Figure 1.

Different genetic engineering strategies for harnessing the anti-tumor activity of γδ T cells. TCR-based engineering methods include TCR gene transfer from αβ to γδ T cells and vice versa. Once new TCR is introduced into αβ T cells, the expression of endogenous αβ chains will be suppressed. Synthetic CAR and chimeric co-stimulatory receptor (CCR) DNA can be transferred to γδ T cells to redirect γδ T cells toward a specific tumor antigen. CCR is similar to CAR, but lacks the CD3ζ domain, thus full activation of γδ T cells requires the support of additional co-stimulators (e.g., endogenous CD3). Transduction with drug resistance gene is another strategy aiming for rendering γδ T cells resistant to chemotherapy drugs. NKT receptor can be transferred into γδ T cells. The TCR from TILs γδ T cells may be transferred into new γδ T cells to endow anti-tumor response. Artificial APC or feeder cells may be treated with nitrogenous bisphosphonates (N-BP) to better activate γδ T cells. In addition, aAPCs may be engineered to express anti-γδ TCR Abs or different co-stimulatory molecules/ligands such as 4-1BB, B7-2, CD40L, membrane-bound IL-15 and cytomegalovirus (CMV) peptide antigens.
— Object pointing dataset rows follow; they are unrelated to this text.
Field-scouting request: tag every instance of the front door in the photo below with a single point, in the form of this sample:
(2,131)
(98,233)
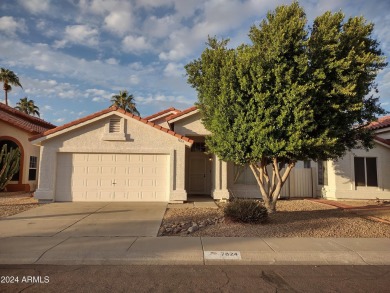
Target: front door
(199,174)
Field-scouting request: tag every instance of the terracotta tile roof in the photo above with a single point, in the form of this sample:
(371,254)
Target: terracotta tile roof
(166,111)
(186,111)
(381,123)
(23,121)
(108,110)
(382,140)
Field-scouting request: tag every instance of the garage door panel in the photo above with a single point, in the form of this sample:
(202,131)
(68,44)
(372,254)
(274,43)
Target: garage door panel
(112,177)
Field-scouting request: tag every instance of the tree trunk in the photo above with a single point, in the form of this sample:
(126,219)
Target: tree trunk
(6,95)
(270,186)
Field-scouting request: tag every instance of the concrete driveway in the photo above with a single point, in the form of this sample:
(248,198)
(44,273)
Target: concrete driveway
(86,219)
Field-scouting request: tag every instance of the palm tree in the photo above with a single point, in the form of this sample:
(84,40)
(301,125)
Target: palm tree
(8,77)
(125,101)
(28,107)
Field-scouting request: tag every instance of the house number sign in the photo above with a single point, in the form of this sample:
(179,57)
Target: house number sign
(222,255)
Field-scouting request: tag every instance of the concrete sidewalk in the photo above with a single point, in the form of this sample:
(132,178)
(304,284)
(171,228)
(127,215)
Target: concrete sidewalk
(71,250)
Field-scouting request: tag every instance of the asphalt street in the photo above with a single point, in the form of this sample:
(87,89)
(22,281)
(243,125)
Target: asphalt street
(52,278)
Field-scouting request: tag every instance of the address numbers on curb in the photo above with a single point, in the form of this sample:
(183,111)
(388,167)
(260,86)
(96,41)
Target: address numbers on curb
(222,255)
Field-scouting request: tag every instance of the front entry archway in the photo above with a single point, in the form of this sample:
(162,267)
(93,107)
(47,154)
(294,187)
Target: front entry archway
(13,143)
(198,171)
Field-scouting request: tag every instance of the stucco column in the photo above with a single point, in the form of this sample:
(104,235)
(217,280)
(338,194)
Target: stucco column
(46,175)
(178,192)
(220,191)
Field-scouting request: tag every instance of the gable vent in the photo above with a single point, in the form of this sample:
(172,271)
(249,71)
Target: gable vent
(115,125)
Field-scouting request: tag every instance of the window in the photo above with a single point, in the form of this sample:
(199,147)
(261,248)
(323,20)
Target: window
(115,125)
(322,172)
(115,129)
(365,171)
(32,171)
(244,175)
(198,147)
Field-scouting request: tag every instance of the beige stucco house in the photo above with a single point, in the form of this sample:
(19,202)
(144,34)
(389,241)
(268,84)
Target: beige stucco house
(15,130)
(116,156)
(359,174)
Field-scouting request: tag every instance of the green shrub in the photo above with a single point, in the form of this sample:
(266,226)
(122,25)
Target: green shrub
(246,210)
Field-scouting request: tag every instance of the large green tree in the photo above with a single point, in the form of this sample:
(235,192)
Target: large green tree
(27,106)
(292,94)
(8,77)
(125,101)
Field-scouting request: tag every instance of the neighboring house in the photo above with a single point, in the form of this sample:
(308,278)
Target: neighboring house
(15,130)
(116,156)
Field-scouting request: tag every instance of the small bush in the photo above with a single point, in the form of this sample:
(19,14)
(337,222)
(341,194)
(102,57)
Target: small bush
(246,210)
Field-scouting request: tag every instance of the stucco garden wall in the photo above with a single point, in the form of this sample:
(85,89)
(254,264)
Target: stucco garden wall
(191,125)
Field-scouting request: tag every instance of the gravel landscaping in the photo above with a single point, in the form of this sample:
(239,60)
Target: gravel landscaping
(12,203)
(294,218)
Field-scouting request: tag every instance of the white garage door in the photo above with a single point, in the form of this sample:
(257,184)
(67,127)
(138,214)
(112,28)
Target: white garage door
(112,177)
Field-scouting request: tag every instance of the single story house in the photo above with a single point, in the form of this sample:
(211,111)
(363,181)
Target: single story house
(360,174)
(116,156)
(15,130)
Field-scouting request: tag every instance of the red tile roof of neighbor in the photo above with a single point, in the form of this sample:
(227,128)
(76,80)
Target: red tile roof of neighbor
(23,121)
(186,111)
(166,111)
(382,122)
(382,140)
(105,111)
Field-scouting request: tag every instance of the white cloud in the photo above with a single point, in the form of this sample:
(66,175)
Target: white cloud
(134,79)
(160,27)
(10,25)
(174,69)
(59,120)
(79,34)
(97,95)
(135,44)
(112,61)
(43,58)
(119,22)
(36,6)
(179,51)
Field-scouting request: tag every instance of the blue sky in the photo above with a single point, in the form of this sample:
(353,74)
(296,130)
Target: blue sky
(71,56)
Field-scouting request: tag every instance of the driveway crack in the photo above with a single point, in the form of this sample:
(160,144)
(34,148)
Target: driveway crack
(80,220)
(50,249)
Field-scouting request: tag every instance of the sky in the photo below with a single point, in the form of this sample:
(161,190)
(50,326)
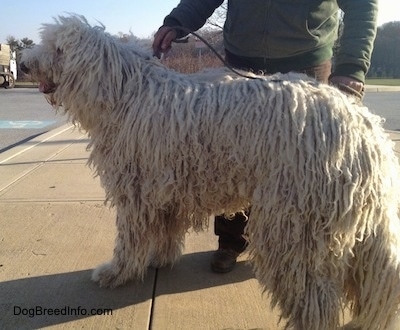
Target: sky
(23,18)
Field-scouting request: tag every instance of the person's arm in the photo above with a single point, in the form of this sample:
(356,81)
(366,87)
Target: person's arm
(356,43)
(191,14)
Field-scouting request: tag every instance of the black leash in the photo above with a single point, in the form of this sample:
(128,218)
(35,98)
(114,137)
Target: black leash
(230,67)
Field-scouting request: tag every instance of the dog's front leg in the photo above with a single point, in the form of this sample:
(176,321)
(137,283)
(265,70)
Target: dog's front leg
(132,253)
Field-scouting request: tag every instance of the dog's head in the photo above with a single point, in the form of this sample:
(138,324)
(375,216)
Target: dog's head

Normally γ-irradiation is performed to hinder the aAPC growth. Stressed aAPCs, due to γ-irradiation or exposure to N-BP, up-regulate MICA/B and Butyrophilin (BTN) proteins which bind to NKG2D and activate γδ T cells. A tumor-associated antigen (TAA) may be also expressed by aAPC to selectively expand the TAA-reactive γδ T cells.